While the decision only directly affected McGirt, the precedent set has created a cloud of uncertainty on the status of criminal law, taxation, and other issues. Its application is expected to eventually include the land of four other tribes covering most of eastern Oklahoma, including the Choctaw, Chickasaw, Cherokee, and Seminole tribes, as well as the Muscogee (Creek) Nation.
The decision of the Supreme Court reversed a decision by the Oklahoma Court of Criminal Appeals (the state’s supreme court for criminal cases), which had rejected McGirt’s argument. The Oklahoma Court had held that the Enabling Act of 1906 had created the State of Oklahoma (which entered the Union as the 46th state on November 16, 1907) and extinguished all criminal-court jurisdiction over the five tribes often dubbed “The Five Civilized Tribes.”
Clearly, the tribal governments lack the capacity to retry all the criminal convictions of the past few decades, which would probably send the cases to federal court. Federal prosecutors also are not equipped to deal with all of the backlog of cases, as well as future cases that would come under their jurisdiction, if the McGirt decision is fully implemented.
And some cases may prove impossible to prosecute. After all, with convictions going back into the previous century, witnesses have often died, or can no longer be located. Physical evidence may no longer exist. In other words, the McGirt decision can be expected to simply lead to the release of thousands of convicted criminals prematurely.
The Oklahoma Farm Bureau has asked Oklahoma’s congressional delegation to step in.

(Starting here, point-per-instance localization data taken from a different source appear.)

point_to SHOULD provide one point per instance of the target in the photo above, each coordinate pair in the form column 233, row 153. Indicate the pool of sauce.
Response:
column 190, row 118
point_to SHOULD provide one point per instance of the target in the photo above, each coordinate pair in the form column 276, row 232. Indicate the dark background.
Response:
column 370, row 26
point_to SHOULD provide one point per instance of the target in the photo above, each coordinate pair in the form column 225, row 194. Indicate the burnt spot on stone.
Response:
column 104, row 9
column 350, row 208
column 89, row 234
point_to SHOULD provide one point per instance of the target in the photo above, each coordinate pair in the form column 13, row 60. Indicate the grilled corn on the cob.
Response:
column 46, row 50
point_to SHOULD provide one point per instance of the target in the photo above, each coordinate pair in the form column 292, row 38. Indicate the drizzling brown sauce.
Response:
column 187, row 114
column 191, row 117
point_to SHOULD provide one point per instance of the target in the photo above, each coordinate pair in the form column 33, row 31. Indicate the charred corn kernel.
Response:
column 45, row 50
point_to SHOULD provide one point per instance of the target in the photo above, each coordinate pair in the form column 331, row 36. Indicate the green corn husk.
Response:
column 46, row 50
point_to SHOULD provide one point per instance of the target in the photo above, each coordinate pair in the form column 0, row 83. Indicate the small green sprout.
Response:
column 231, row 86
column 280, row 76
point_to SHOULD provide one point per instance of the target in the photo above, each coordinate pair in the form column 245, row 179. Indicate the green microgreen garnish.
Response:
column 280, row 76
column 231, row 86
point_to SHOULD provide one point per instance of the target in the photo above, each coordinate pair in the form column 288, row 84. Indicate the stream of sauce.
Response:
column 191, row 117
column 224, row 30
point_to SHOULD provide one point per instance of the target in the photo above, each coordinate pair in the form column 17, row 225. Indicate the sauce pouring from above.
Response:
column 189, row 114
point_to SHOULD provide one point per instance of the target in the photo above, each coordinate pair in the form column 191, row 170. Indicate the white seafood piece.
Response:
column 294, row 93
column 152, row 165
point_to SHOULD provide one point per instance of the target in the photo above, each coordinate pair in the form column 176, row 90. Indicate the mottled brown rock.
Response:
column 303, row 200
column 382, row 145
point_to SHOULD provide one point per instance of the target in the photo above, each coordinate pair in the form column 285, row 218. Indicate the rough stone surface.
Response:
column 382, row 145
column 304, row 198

Bureau President Rodd Moesel wrote, “We recommend Congress enact legislation clarifying that the McGirt decision be limited to criminal jurisdiction under the Major Crimes Act and that it shall not affect the authority and jurisdiction of Oklahoma, its agencies, counties and municipalities, to regulate civil conduct or civil transactions, to tax, to exercise judicial authority over civil matters, nor shall it enlarge the civil jurisdiction of the Five Tribes, and such authority and jurisdiction shall remain as it existed prior to the decision.”
The Farm Bureau had warned the Supreme Court in a brief filed before the McGirt decision was announced last July that if the court sided with McGirt it would “impact our members by authorizing tribal taxation or overturning State, county, and municipal taxation of activities and properties; investing tribal courts with broader jurisdiction or divesting State courts of long-accepted authority; and authorizing greater, and potentially exclusive, tribal and federal regulation over lands, businesses and energy resource development.”

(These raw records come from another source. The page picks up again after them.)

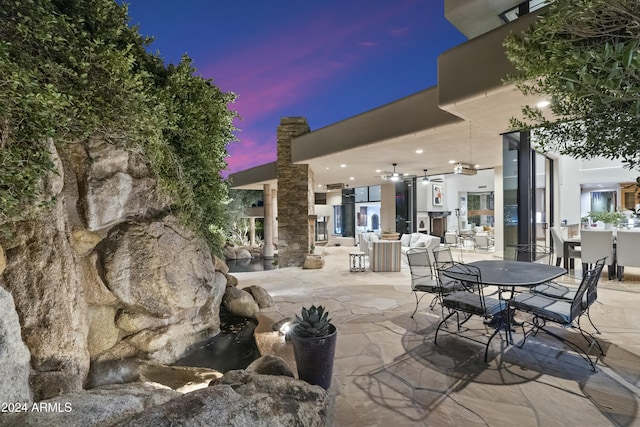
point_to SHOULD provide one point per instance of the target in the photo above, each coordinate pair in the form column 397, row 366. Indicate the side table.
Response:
column 356, row 261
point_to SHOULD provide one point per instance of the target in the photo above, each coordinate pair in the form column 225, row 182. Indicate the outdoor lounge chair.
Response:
column 565, row 313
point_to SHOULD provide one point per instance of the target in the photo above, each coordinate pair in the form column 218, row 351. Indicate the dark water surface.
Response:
column 250, row 264
column 233, row 348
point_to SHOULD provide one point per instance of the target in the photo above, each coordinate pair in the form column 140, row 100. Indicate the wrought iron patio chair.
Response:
column 566, row 313
column 595, row 245
column 531, row 252
column 567, row 292
column 423, row 278
column 558, row 247
column 471, row 301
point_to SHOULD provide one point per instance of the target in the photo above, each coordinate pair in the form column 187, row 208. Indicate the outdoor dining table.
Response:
column 507, row 276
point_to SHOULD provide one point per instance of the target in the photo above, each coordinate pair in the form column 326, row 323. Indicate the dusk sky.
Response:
column 324, row 60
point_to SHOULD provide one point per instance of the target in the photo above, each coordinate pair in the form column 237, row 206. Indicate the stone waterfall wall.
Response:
column 107, row 273
column 295, row 197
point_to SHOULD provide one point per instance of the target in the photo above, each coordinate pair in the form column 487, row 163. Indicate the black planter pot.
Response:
column 314, row 357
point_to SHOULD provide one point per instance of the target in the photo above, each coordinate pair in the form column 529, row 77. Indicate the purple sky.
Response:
column 324, row 60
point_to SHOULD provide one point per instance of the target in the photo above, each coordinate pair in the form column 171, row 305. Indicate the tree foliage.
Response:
column 71, row 70
column 584, row 56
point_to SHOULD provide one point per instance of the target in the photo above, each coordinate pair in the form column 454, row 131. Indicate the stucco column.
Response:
column 267, row 250
column 252, row 231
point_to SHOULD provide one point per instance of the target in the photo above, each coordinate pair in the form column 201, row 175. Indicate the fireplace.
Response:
column 438, row 222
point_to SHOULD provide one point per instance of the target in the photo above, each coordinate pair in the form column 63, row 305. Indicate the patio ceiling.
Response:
column 476, row 141
column 461, row 119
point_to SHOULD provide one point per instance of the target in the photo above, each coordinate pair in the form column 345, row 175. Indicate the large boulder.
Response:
column 118, row 186
column 242, row 399
column 14, row 355
column 108, row 405
column 46, row 279
column 159, row 268
column 239, row 302
column 261, row 296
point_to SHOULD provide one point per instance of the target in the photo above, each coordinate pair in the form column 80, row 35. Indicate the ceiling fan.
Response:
column 391, row 176
column 426, row 180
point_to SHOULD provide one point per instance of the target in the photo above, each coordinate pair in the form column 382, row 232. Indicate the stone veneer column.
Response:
column 267, row 250
column 274, row 202
column 295, row 197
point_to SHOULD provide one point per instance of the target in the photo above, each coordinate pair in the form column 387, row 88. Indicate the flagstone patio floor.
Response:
column 388, row 372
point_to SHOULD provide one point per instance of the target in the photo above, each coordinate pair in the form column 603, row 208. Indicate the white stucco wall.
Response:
column 600, row 173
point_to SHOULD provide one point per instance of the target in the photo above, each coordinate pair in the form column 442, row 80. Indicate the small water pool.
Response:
column 233, row 348
column 251, row 264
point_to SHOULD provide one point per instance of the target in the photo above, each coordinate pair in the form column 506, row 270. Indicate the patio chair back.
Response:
column 558, row 245
column 563, row 312
column 531, row 252
column 596, row 244
column 419, row 266
column 422, row 276
column 470, row 301
column 482, row 241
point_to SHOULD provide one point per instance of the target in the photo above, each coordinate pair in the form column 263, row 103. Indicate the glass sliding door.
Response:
column 528, row 193
column 542, row 200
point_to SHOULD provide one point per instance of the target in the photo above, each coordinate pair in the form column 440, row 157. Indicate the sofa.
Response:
column 419, row 240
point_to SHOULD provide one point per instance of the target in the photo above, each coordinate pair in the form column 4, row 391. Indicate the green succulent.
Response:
column 314, row 322
column 614, row 218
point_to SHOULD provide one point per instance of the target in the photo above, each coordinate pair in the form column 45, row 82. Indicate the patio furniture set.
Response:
column 619, row 247
column 495, row 290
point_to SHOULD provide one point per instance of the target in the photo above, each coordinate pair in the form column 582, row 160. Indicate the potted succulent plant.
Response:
column 314, row 344
column 612, row 218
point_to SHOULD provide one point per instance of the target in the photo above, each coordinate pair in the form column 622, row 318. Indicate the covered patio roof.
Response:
column 461, row 119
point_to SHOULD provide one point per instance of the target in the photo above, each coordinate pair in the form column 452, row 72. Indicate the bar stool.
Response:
column 356, row 262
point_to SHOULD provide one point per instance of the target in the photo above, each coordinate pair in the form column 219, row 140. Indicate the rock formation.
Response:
column 106, row 272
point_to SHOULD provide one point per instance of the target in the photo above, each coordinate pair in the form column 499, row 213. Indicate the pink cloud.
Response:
column 252, row 149
column 397, row 32
column 282, row 70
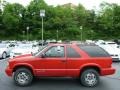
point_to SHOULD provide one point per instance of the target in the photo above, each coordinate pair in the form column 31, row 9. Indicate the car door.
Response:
column 53, row 63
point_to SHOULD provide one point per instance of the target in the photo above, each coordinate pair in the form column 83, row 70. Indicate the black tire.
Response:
column 4, row 55
column 25, row 74
column 89, row 74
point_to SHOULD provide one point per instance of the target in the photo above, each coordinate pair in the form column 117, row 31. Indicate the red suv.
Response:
column 86, row 62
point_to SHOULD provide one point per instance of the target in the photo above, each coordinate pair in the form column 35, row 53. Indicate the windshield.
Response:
column 2, row 46
column 40, row 50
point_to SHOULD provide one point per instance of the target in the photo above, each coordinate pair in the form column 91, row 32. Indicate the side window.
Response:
column 55, row 51
column 95, row 51
column 71, row 53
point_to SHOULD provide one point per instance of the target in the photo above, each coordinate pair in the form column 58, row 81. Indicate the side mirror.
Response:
column 43, row 55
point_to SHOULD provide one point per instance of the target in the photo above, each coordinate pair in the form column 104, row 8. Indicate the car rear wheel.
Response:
column 89, row 78
column 4, row 55
column 23, row 77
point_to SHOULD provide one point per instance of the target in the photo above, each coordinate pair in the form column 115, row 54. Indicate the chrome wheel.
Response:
column 90, row 79
column 22, row 78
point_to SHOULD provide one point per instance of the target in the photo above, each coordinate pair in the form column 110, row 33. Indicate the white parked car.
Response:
column 112, row 49
column 5, row 50
column 23, row 49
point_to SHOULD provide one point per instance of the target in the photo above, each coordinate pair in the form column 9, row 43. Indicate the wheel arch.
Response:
column 95, row 67
column 23, row 66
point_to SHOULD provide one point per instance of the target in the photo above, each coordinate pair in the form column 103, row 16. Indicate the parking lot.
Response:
column 107, row 83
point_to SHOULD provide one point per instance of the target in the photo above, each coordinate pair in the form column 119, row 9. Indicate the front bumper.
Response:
column 107, row 71
column 8, row 71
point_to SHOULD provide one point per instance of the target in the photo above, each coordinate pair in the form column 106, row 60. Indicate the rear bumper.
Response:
column 107, row 71
column 8, row 71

Moesel also warned that the tribes could “claim senior water rights” or “try to limit certain types of agricultural operations which they find objectionable” and “limit locations of certain types of agricultural operations by utilizing zoning,” as well as restricting hunting and fishing on privately owned property within a tribal reservation area.
Other concerns have been expressed by the Oklahoma Tax Commission, which has estimated that the decision could lead to a drastic reduction in state tax collections to the tune of hundreds of millions of dollars should the tribal governments assert immunity from state taxation for tribal citizens.
Oklahoma Attorney General Mike Hunter also has expressed concern over the ramifications of the McGirt decision. “Federal prosecutors are doing all they can to keep up with the cases that are being handed to them, but their resources are being stretched. All the while, the state’s courts, prosecutors and corrections systems are ready and willing to help. However, Congress must act to give the state and the tribes the authority to enter into these agreements.”
While often cast as a protection of tribal sovereignty, this and other decisions like it concerning Indian tribes are actually more about transfers of power and authority away from a state, in this case Oklahoma, to the federal government.
Supreme Court Justice Clarence Thomas vigorously dissented in the McGirt case, and continues to criticize it, saying that the decision had essentially “transformed half of Oklahoma into tribal land.” This destabilization of the governance of much of Oklahoma has created great uncertainties.
“The least we can do now,” Thomas wrote, “is mitigate some of that uncertainty.”